Eles eram obrigados a trabalhar durante longas horas sem comida e deviam pagar multa se eles não fornecessem durante a época de recolha de algodão a quantidade que lhes era atribuída. Eu também pedi ao governo que me autorizasse a organizar um programa de aprendizagem de melhores métodos de cultura e precauções a tomar para as colheitas a fim de lhes permitir obter os melhores resultados. Agindo assim eu esperava reduzir o sofrimento dos camponeses.
Nós estabelecemos urna cooperativa que nós chamamos Sociedade Agrícola Algodoeira Voluntária dos Africanos de Moçambique. De principio nos éramos 500. Nós pedimos ao governo para nos permitir que estabelecêssemos um fundo especial para compra de bicicletas, papel, lápis, etc. a fim de nos facilitar o trabalho da cooperativa enquanto que discutíamos o problema comum da produção e da utilização do produto.

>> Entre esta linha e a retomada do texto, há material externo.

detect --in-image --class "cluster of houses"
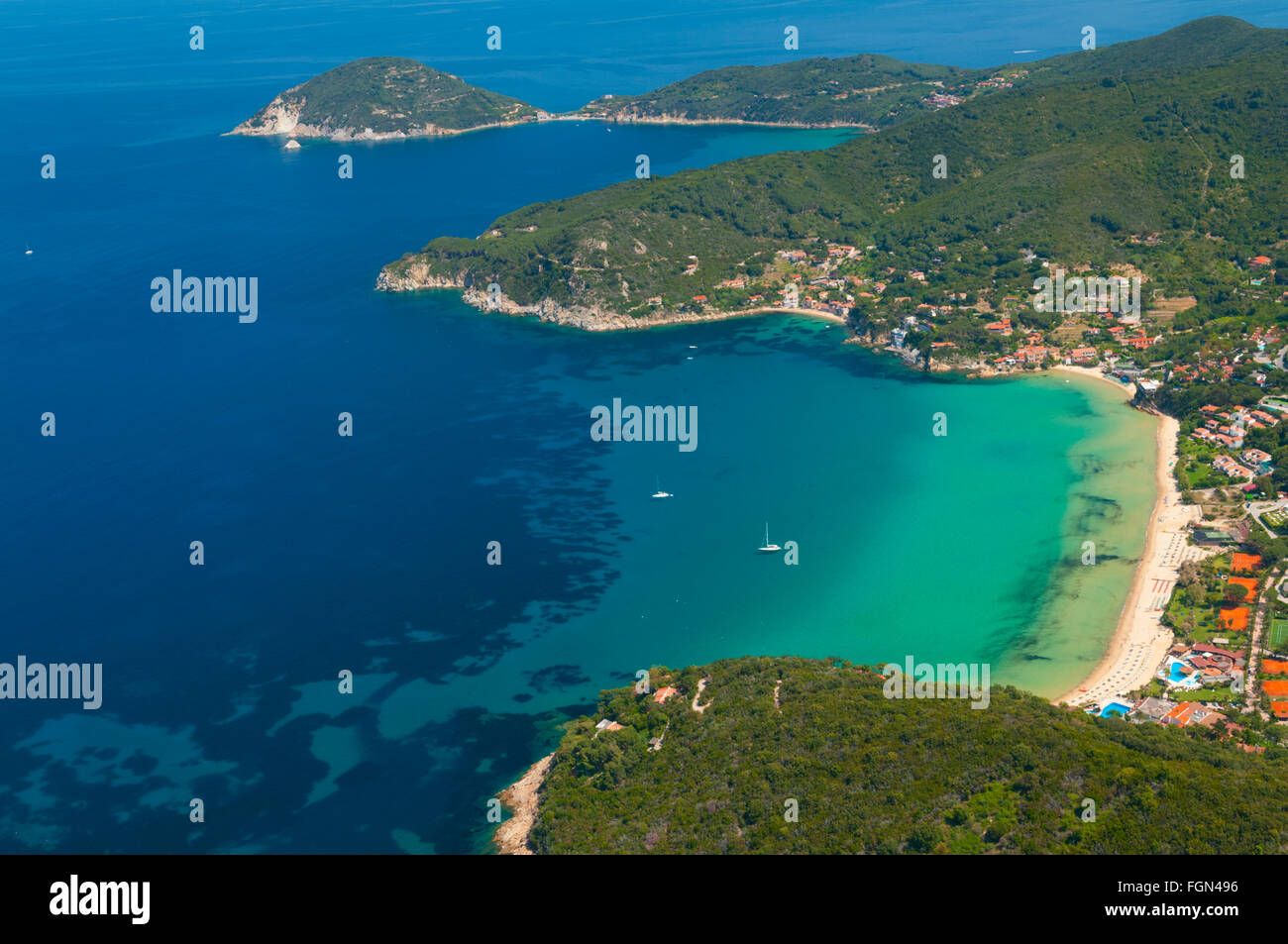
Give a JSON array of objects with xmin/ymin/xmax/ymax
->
[
  {"xmin": 1127, "ymin": 698, "xmax": 1266, "ymax": 754},
  {"xmin": 593, "ymin": 685, "xmax": 680, "ymax": 751},
  {"xmin": 1190, "ymin": 403, "xmax": 1279, "ymax": 481},
  {"xmin": 1159, "ymin": 636, "xmax": 1256, "ymax": 690}
]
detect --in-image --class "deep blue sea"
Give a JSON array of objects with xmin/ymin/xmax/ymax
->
[{"xmin": 0, "ymin": 0, "xmax": 1288, "ymax": 853}]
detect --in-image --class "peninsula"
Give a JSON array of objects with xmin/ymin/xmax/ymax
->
[
  {"xmin": 575, "ymin": 55, "xmax": 968, "ymax": 130},
  {"xmin": 506, "ymin": 657, "xmax": 1288, "ymax": 854},
  {"xmin": 229, "ymin": 55, "xmax": 544, "ymax": 141},
  {"xmin": 377, "ymin": 17, "xmax": 1288, "ymax": 358}
]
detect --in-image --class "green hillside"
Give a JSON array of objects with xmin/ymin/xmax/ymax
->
[
  {"xmin": 236, "ymin": 55, "xmax": 537, "ymax": 134},
  {"xmin": 529, "ymin": 658, "xmax": 1288, "ymax": 854},
  {"xmin": 385, "ymin": 18, "xmax": 1288, "ymax": 314},
  {"xmin": 581, "ymin": 55, "xmax": 971, "ymax": 128}
]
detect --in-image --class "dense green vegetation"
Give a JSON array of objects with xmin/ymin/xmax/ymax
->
[
  {"xmin": 386, "ymin": 17, "xmax": 1288, "ymax": 320},
  {"xmin": 529, "ymin": 658, "xmax": 1288, "ymax": 854},
  {"xmin": 581, "ymin": 55, "xmax": 968, "ymax": 128},
  {"xmin": 234, "ymin": 55, "xmax": 537, "ymax": 134}
]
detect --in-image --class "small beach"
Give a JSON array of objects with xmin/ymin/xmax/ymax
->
[{"xmin": 1056, "ymin": 366, "xmax": 1199, "ymax": 704}]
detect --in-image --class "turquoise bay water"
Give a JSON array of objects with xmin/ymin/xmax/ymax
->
[{"xmin": 0, "ymin": 4, "xmax": 1200, "ymax": 851}]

Em 1958 a nossa cooperativa consistia de mais de 1,000 membros . . . em Julho de 1959 a cooperativa tinha 1,500 membros. Foi nesta altura que o governo português, sob a instigação da companhia Sagal começou a proibir a nossa cooperativa de aceitar novos membros, declarando que a partir dessa data todos os moçambicanos eram obrigados a trabalhar na companhia algodoeira do Sagal. Mesmo depois desta decisão, a companhia não estava satisfeita porque a nossa cooperativa tinha mais de 1,500 membros que podiam trabalhar como entendessem sem serem forçados ou explorados. A companhia do Sagal recorreu então a uma forma de opressão mais directa. Sob a capa de uma inspecção das nossas machambas como o governo autorizara, ela enviou os seus homens a visitar os nossos campos e ordenou a destruição de todas as árvores de fruto como laranjeiras e cajueiros dizendo que as mesmas prejudicavam a cultura de bom algodão. Eles então ameaçaram prender qualquer pessoa que plantasse qualquer outra coisa que não fosse algodão nos seus campos. Depois começamos a ver que muitos dos nossos membros eram presos e levados para plantações de sisal e algodão, acusados de não terem produzido a quantia que lhes havia sido atribuída (4 hectares/camponês).

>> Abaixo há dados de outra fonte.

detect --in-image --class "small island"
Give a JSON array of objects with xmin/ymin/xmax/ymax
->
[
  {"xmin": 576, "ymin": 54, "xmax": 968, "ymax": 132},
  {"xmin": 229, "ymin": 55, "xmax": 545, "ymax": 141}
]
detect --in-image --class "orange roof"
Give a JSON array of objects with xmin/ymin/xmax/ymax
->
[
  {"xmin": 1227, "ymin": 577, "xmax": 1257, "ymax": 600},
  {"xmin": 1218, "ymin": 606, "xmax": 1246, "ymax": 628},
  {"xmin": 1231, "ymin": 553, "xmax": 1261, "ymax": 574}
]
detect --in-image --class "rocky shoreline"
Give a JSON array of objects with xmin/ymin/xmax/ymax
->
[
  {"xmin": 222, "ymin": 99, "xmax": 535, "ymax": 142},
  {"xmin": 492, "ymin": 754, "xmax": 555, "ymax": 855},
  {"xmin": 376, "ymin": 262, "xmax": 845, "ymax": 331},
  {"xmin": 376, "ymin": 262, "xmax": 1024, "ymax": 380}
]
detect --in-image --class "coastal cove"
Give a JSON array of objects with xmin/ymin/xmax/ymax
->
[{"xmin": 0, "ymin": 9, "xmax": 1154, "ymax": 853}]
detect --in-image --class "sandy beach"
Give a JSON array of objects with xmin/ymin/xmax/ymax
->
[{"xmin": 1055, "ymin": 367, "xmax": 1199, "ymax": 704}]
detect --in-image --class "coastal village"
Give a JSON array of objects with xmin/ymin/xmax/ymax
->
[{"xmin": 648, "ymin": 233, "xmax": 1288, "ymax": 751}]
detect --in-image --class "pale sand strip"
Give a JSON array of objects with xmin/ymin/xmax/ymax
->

Entretanto, eu convencera os membros da nossa cooperativa a construir as nossa próprias estradas a fim de facilitar o transporte da nossa produção até aos principais mercados em vez de os levar carregamentos pesados. Nós abrimos 4 estradas que nos levavam aos principais centros. Os portugueses em vez de apreciaram a iniciativa, ordenaram a minha prisão por não ter autorização para construir tais estradas. Fui preso em Setembro de 1959. Durante dois anos eu estive preso sem julgamento.
Durante este tempo a nossa cooperativa foi desmantelada por ordem do governo e muitos outros dirigentes da cooperativa foram presos.

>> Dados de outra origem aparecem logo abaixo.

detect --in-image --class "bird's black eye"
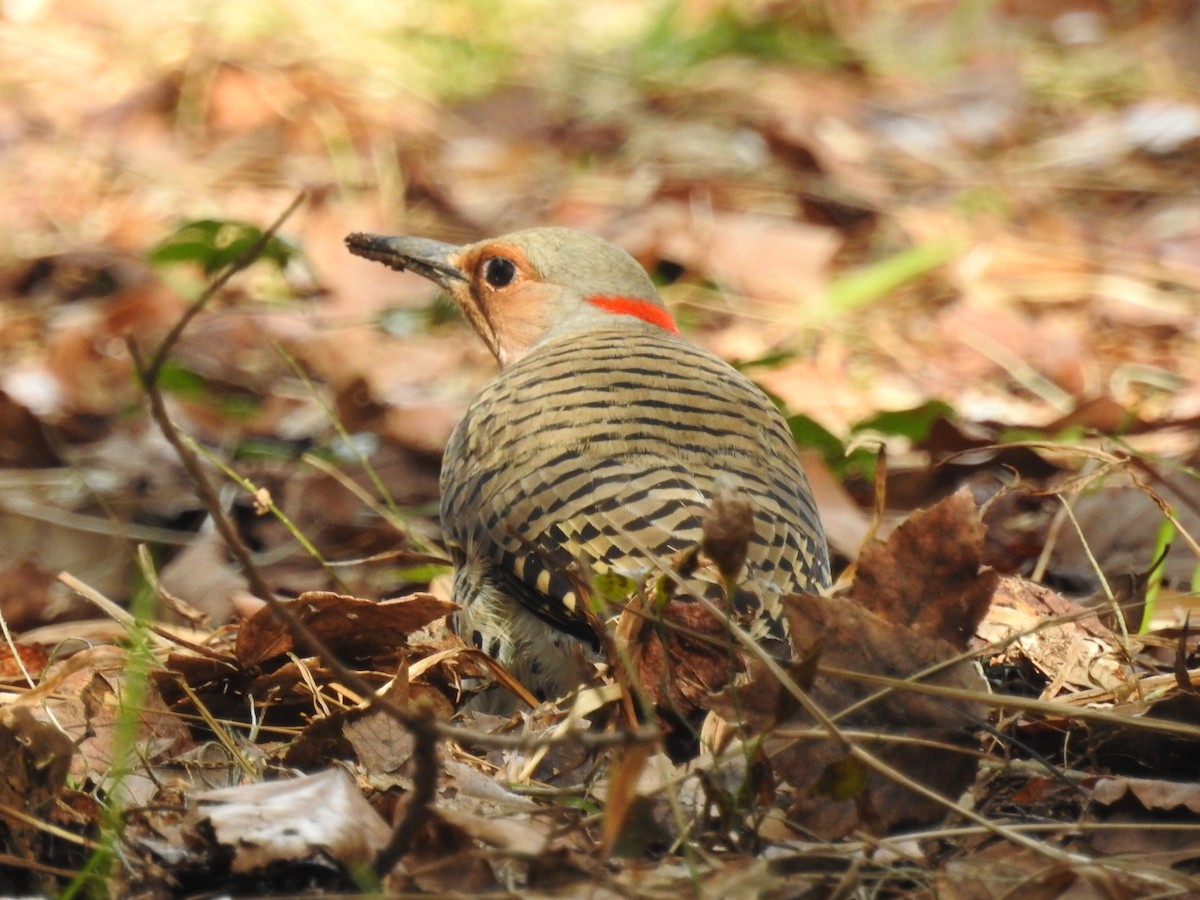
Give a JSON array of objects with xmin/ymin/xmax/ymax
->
[{"xmin": 484, "ymin": 257, "xmax": 517, "ymax": 288}]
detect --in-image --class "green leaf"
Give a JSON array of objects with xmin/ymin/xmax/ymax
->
[
  {"xmin": 592, "ymin": 572, "xmax": 641, "ymax": 613},
  {"xmin": 146, "ymin": 218, "xmax": 296, "ymax": 275},
  {"xmin": 852, "ymin": 400, "xmax": 954, "ymax": 444},
  {"xmin": 787, "ymin": 413, "xmax": 846, "ymax": 464},
  {"xmin": 812, "ymin": 756, "xmax": 869, "ymax": 800},
  {"xmin": 823, "ymin": 241, "xmax": 960, "ymax": 316}
]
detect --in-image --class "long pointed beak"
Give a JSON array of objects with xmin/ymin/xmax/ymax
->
[{"xmin": 346, "ymin": 233, "xmax": 468, "ymax": 290}]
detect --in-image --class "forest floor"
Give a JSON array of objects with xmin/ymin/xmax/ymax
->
[{"xmin": 0, "ymin": 0, "xmax": 1200, "ymax": 898}]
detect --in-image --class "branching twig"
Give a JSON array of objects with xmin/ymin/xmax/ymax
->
[{"xmin": 373, "ymin": 712, "xmax": 438, "ymax": 878}]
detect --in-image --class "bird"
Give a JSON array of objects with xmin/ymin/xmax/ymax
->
[{"xmin": 346, "ymin": 227, "xmax": 830, "ymax": 712}]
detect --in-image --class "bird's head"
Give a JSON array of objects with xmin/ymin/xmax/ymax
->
[{"xmin": 346, "ymin": 228, "xmax": 679, "ymax": 366}]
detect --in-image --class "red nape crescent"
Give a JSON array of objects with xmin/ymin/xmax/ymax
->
[{"xmin": 588, "ymin": 294, "xmax": 679, "ymax": 335}]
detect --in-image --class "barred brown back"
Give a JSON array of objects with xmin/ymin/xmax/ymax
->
[{"xmin": 442, "ymin": 328, "xmax": 829, "ymax": 662}]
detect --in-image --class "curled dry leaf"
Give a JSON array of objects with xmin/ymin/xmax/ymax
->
[
  {"xmin": 713, "ymin": 493, "xmax": 996, "ymax": 839},
  {"xmin": 977, "ymin": 577, "xmax": 1138, "ymax": 700},
  {"xmin": 188, "ymin": 769, "xmax": 391, "ymax": 872},
  {"xmin": 236, "ymin": 590, "xmax": 458, "ymax": 666}
]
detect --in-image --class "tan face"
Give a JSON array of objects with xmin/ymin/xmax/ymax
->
[{"xmin": 451, "ymin": 241, "xmax": 556, "ymax": 366}]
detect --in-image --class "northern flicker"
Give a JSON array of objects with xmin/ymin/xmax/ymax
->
[{"xmin": 347, "ymin": 228, "xmax": 829, "ymax": 698}]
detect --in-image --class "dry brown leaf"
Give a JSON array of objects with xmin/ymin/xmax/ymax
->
[
  {"xmin": 236, "ymin": 590, "xmax": 458, "ymax": 667},
  {"xmin": 188, "ymin": 769, "xmax": 391, "ymax": 872},
  {"xmin": 851, "ymin": 490, "xmax": 1000, "ymax": 648}
]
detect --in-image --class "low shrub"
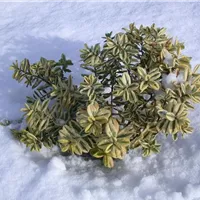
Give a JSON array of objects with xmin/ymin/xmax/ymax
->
[{"xmin": 11, "ymin": 24, "xmax": 200, "ymax": 168}]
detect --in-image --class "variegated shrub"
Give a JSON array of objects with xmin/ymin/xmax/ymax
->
[{"xmin": 11, "ymin": 24, "xmax": 200, "ymax": 168}]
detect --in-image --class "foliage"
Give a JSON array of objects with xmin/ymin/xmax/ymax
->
[{"xmin": 11, "ymin": 24, "xmax": 200, "ymax": 168}]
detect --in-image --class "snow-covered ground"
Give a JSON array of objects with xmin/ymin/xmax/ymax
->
[{"xmin": 0, "ymin": 1, "xmax": 200, "ymax": 200}]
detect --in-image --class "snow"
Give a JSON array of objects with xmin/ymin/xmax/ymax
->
[{"xmin": 0, "ymin": 1, "xmax": 200, "ymax": 200}]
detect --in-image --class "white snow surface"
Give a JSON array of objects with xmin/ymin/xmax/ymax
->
[{"xmin": 0, "ymin": 1, "xmax": 200, "ymax": 200}]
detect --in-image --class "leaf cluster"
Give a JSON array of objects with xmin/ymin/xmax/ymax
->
[{"xmin": 11, "ymin": 24, "xmax": 200, "ymax": 168}]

Em 1961 o governo português deu-me a liberdade sob vigia. Uma semana depois chamaram-me à administração e perguntaram-me quais eram os meus projectos para o futuro. Eu disse que não tinha projectos. Depois propuseram-me que construísse uma nova cooperativa nas condições seguintes: ela estaria sob o controlo directo do governo português e não podia ter mais que 25 membros. eu não tive outra solução mas aceitar a oferta.
Durante dois anos a nossa cooperativa trabalhou sem descanso para tentar recuperar o que havia sido perdido. Compramos tractor. Quase todas as pessoas da região de Mueda vieram no dia da compra do tractor.
NOTA:
E fico pensando: Depois de tudo isto, de ter estado em posição cimeira na FRELIMO, o que o teria levado a fugir e a apresentar-se às autoridades portuguesas?